First, humans and AI use design-sparks to clarify the requested change and express it as detailed Spark Documents. The workflow then stops. Reviewers can edit the proposed Sparks to close omissions, clarify states and failure behavior, resolve ownership, and ensure later work can proceed without inventing product decisions.
After review, specialized workflows realize the same Sparks independently:
| Workflow | Responsibility | Does not own |
|---|---|---|
implement-sparks |
Creates or updates runtime artifacts while preserving established architecture and normal engineering quality | Spark design or test authoring |
test-sparks |
Derives behavioral scenarios, creates or updates test artifacts, and reports verified and unverified intent | Spark design or production runtime changes |
Implementation and testing are separate realization paths rather than one automatic pipeline. A team can implement a Spark for multiple targets, add tests at a different time, or evolve either artifact set without forcing the Spark Documents to mirror the code or test structure.
When implementation or testing reveals missing or contradictory intent, the workflow returns to Spark design and human review. It does not hide the gap by inventing product behavior in code or weakening a test.
SparkWell requires Node.js 20 or later and has no runtime package dependencies.
git clone https://github.com/junvwang/SparkWell.git
cd SparkWell
npm link
cd ../MyProject
sparkwell initThen ask your coding agent to design Sparks for a change. Review and edit the proposal before invoking the implementation and testing workflows as needed.
GitHub Copilot is the default adapter. SparkWell also supports Claude Code, AGENTS.md-compatible agents, multi-agent projects, and an agent-neutral initialization mode.
See the detailed usage guide for installation, adapters, configuration, toggling, safety behavior, and the complete CLI reference.
| Path | Purpose |
|---|---|
core/ |
Canonical SparkWell instructions and project contracts |
skills/ |
Agent-neutral design, implementation, testing, and management workflows |
adapters/ |
Declarative mappings to coding-agent instruction and skill locations |
scripts/ |
Dependency-free CLI and initialization engine |
docs/usage.md |
Detailed installation and usage reference |
test/ |
CLI, projection, migration, safety, and methodology integrity tests |
SparkWell is in early development. The core Spark specification, design and implementation workflows, separate testing workflow, realization provenance, multi-agent adapters, and reversible agent integration are available today.
The methodology and tooling will continue to evolve through practical use and feedback while keeping existing project content safe and version controlled.
The name is inspired by the Spark in the Transformers universe: the enduring identity that remains even when a Transformer changes or rebuilds its body.
Software has a similar continuity.
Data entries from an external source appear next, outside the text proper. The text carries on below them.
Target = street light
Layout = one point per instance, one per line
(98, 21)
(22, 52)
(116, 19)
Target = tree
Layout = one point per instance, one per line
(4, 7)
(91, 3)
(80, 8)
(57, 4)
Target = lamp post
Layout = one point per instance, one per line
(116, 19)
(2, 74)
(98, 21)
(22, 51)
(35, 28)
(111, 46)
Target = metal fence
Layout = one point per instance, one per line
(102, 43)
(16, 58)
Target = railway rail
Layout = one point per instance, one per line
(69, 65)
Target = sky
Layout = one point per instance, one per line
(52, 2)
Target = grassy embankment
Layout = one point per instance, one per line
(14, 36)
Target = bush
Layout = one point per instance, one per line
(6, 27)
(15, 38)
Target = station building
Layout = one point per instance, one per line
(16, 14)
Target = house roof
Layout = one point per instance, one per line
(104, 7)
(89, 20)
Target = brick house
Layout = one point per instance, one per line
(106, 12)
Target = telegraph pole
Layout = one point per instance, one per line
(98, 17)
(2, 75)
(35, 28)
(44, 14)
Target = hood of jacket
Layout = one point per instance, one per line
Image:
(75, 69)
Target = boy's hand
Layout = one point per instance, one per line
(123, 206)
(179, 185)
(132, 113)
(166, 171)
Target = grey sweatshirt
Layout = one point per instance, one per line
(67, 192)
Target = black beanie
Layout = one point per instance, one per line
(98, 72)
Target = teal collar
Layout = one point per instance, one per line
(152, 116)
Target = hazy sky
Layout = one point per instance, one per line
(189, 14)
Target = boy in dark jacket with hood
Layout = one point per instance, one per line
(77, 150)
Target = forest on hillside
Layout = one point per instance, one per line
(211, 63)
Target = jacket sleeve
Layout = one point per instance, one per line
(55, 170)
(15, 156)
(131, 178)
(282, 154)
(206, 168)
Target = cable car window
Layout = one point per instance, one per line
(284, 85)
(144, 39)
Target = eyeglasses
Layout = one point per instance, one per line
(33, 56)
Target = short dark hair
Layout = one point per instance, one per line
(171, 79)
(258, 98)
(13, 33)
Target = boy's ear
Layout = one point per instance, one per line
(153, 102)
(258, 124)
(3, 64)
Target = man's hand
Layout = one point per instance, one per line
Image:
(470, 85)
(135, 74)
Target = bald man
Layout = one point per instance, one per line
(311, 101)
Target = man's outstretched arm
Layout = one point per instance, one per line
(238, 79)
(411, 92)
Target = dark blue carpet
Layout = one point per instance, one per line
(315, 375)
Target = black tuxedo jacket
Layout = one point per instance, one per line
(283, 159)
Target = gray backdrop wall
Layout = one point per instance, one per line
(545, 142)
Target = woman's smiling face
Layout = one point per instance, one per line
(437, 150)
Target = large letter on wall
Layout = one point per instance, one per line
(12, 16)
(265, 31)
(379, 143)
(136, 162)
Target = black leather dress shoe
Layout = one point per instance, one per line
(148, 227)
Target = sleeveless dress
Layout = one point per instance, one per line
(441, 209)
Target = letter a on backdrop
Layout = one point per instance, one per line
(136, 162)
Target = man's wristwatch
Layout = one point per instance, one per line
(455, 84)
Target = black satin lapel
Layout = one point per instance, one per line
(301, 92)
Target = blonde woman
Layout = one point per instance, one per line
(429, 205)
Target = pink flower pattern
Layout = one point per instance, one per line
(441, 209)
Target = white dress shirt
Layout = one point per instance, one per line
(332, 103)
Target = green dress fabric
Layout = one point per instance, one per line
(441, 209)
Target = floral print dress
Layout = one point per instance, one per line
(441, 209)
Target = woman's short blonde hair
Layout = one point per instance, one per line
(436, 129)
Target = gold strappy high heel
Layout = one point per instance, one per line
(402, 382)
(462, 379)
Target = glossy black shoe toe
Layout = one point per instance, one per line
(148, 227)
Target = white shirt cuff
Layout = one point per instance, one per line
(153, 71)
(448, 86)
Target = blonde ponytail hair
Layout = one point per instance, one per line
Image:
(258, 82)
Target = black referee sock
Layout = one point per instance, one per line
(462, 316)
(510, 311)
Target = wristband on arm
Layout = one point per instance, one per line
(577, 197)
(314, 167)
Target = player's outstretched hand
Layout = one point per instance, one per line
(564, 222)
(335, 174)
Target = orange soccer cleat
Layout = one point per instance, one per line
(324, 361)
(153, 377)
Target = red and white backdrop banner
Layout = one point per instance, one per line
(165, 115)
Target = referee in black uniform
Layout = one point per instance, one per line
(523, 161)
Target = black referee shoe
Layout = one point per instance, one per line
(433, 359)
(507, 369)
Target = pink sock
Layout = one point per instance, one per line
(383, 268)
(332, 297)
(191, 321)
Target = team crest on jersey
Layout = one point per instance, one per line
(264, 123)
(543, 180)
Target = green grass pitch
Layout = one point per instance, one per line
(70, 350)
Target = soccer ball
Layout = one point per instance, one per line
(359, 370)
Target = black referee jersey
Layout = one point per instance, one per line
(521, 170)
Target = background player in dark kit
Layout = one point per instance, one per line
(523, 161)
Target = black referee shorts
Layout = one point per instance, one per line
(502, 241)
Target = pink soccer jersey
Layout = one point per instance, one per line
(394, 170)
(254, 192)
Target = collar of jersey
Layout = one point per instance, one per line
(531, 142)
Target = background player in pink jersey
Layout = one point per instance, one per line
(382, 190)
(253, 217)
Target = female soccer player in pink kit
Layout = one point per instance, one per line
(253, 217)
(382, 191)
Implementations evolve. Languages and frameworks change. Systems may be rewritten. Yet the intent of a software concept - why it exists, what it owns, how it behaves, and how it relates to other concepts - should remain recognizable.
A Spark is not another implementation. It is the design identity that should survive every implementation.
Questions, critical feedback, documentation improvements, adapter support, workflow improvements, and code contributions are welcome through GitHub issues and pull requests.
When changing a shared skill, keep it agent-neutral and preserve compatibility across supported coding agents.
SparkWell is licensed under the MIT License.